‘Never underestimate the power of ignorance.” I came across this thought while looking for something to watch late at night after the television news on the horrors in Gaza, Ukraine, Sudan and the Los Angeles fires.
The quote comes from an old episode of my friend Paul Whitehouse’s The Fast Show. It applies, among many other things, to the background to the re-election of the criminal Donald Trump, and the continuing damage being wrought upon itself by a British electorate, 37% of whom voted, in frustration at other economic and social problems, for Brexit. With few exceptions they did not know what they were letting themselves in for; but they do now.
Now, I did not get where I am today by reading Trump’s mind or forecasting what he is going to do on day one after his inauguration on Monday. But to quote a recent motion picture it is hardly going to be A Quiet Place: Day One.
All these threats about retaking the Panama Canal, making Canada into the 51st state and taking over Greenland, may, one hopes, turn out to be fantasies. But for a Nato country, the United States, to invade a Nato territory, Greenland, would be something else.
We know what Trump and his (current) accomplice Elon Musk think of checks and balances. One is reminded of Franklin D Roosevelt’s re-election speech in 1936 when he said: “We had to struggle with the old enemies of peace – business and financial monopoly, speculation, reckless banking, class antagonism … They had begun to consider the government of the United States as a mere appendage to their own affairs. We know now that government by organised money is just as dangerous as government by organised mob.”
Apparently Musk does not wish to stop there. He reportedly wants to unseat Keir Starmer and “liberate” Britain from “its tyrannical government”.
Now, our government is certainly up against it economically, but, despite my criticisms of the way Rachel Reeves has gone about her chancellorship, I think there is a certain amount of hysteria in the air when it comes to recent reporting.

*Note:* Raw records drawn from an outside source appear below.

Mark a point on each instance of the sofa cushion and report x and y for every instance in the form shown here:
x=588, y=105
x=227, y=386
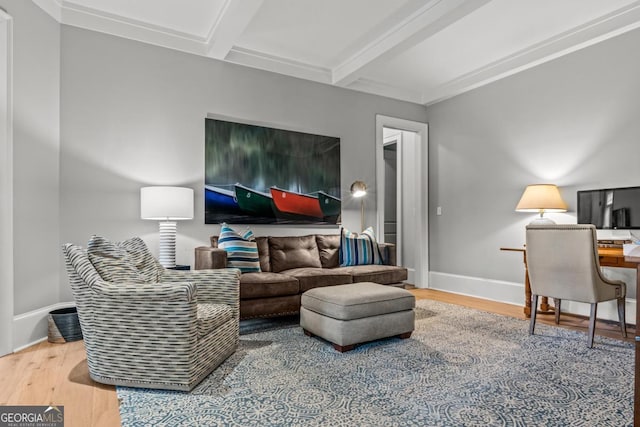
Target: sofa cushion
x=310, y=278
x=384, y=274
x=112, y=262
x=359, y=249
x=242, y=249
x=211, y=316
x=329, y=248
x=266, y=285
x=293, y=252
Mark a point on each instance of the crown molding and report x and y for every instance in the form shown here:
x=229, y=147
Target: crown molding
x=613, y=24
x=52, y=7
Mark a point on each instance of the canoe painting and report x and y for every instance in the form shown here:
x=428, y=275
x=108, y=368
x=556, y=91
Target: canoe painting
x=295, y=203
x=246, y=164
x=254, y=202
x=220, y=198
x=329, y=204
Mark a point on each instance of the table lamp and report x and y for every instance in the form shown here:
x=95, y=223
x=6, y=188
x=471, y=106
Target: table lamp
x=167, y=205
x=359, y=190
x=541, y=198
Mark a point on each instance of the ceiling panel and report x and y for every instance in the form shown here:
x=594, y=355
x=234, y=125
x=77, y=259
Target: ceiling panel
x=414, y=50
x=195, y=17
x=319, y=33
x=497, y=30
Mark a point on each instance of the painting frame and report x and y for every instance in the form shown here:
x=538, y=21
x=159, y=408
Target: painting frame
x=256, y=174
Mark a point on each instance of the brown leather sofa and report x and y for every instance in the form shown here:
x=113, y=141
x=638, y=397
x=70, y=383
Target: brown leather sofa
x=292, y=265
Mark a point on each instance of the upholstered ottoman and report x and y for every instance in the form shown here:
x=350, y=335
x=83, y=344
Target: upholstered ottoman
x=346, y=315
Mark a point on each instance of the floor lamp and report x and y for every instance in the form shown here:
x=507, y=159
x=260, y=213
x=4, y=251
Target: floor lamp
x=167, y=205
x=359, y=190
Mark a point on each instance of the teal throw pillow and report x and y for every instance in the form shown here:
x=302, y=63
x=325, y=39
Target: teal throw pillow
x=359, y=249
x=242, y=249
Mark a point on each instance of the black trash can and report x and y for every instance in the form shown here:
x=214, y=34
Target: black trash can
x=64, y=325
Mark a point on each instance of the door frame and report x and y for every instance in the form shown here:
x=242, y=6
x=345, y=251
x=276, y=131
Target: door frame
x=6, y=184
x=397, y=140
x=419, y=195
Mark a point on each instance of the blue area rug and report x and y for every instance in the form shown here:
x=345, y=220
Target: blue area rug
x=461, y=367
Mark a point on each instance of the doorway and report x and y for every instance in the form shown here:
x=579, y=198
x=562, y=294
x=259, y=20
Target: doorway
x=401, y=175
x=6, y=184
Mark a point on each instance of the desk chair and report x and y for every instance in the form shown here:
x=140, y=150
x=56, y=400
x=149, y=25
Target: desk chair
x=563, y=264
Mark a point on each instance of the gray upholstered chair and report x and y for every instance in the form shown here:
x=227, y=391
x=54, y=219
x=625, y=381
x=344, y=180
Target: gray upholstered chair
x=563, y=264
x=147, y=326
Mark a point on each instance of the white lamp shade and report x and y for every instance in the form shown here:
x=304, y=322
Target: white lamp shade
x=541, y=198
x=358, y=189
x=166, y=203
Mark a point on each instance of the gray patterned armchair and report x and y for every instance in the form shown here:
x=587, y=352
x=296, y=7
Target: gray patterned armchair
x=145, y=326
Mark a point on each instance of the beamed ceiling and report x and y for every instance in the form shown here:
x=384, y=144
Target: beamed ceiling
x=420, y=51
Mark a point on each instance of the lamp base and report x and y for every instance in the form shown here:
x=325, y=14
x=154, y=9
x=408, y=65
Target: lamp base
x=542, y=221
x=167, y=256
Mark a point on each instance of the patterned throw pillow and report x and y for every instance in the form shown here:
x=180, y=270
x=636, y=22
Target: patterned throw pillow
x=359, y=249
x=143, y=259
x=242, y=250
x=112, y=262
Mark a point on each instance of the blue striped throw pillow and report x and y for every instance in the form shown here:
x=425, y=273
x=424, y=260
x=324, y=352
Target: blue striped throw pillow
x=359, y=249
x=242, y=250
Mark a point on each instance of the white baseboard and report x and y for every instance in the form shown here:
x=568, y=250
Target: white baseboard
x=513, y=293
x=32, y=327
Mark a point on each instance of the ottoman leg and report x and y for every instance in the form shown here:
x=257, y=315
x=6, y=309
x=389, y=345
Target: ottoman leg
x=343, y=348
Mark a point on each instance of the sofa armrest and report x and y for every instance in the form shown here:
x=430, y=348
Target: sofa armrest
x=208, y=258
x=388, y=251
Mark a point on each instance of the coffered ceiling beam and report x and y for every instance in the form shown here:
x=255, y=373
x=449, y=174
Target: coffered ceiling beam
x=234, y=19
x=428, y=20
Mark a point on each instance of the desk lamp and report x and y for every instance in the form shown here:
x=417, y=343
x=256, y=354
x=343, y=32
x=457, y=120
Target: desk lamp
x=541, y=198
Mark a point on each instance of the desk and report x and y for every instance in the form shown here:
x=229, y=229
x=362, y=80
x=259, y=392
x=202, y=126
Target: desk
x=609, y=257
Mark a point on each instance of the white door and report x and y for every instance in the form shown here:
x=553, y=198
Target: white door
x=412, y=179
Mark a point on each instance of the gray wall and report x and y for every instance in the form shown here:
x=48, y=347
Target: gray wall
x=572, y=121
x=36, y=143
x=133, y=115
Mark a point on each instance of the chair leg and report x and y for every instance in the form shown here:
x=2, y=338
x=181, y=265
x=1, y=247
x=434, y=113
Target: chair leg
x=592, y=323
x=622, y=316
x=556, y=306
x=534, y=310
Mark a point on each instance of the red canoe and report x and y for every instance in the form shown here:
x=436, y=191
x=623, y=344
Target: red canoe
x=296, y=203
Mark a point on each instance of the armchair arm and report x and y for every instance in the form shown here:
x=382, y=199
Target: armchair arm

In modern globalised financial markets, most leading economies have been affected, when it comes to government borrowing, by the repercussions of panic in the bond market, but the idea that the UK should be considering further cuts in public spending at a time like this is dangerous.
Comparisons have been made between Reeves’s recent trip to China and 1976, when chancellor Denis Healey had to “turn back at the airport” with the pound under pressure instead of flying to Manila for an IMF meeting. Whether Reeves should have been cultivating Chinese investment is a moot point; these are deep waters. But there was a serious crisis in 1976, when inflation was running close to 25%. The present inflation rate of 2.5% is hardly in the same league. None the less, demand in the economy is weak, and the last thing we need are further cuts when the impact of austerity is all around us. If anything, we need lower interest rates.
But we certainly need growth, and it is about time the prime minister and chancellor recognised that their “red lines” approach to the EU – that is, no return to the customs union or single market – is counterproductive and actually inhibiting the achievement of their growth effort.
With further enlargement of the EU on the cards, not least with regard to Ukraine, Andrew Duff, a former member of the European Parliament and now senior fellow at the European Policy Centre, points out there are potential opportunities for improving trade and growth through enlargement, just as there were with the original efforts to build the single market. (By the way, it would be strange for the UK to support the entry of Ukraine to the EU while remaining outside itself!)
Which brings us to the obvious problem of fear of the inappropriately named Reform party, whose leaders seem to worship Trump and Musk, whatever the latter thinks of them.
These are the people who gave the country Brexit, with all manner of misleading promises about sovereignty and regaining control. They claim to be devout patriots while accepting funds from anywhere. They have actually worked against the national interest by departing from our nearest, largest and most important market, with dramatically bad effect on our trade, standard of living and, yes, economic growth.
Far from finding benefits by “freeing” us from Brussels bureaucracy they have superimposed a lot more bureaucracy: just ask any trader or businessperson how they feel.
Over the years the British people have changed their minds many times about Europe. Opinion polls show that they are ready to do that again – and not before time.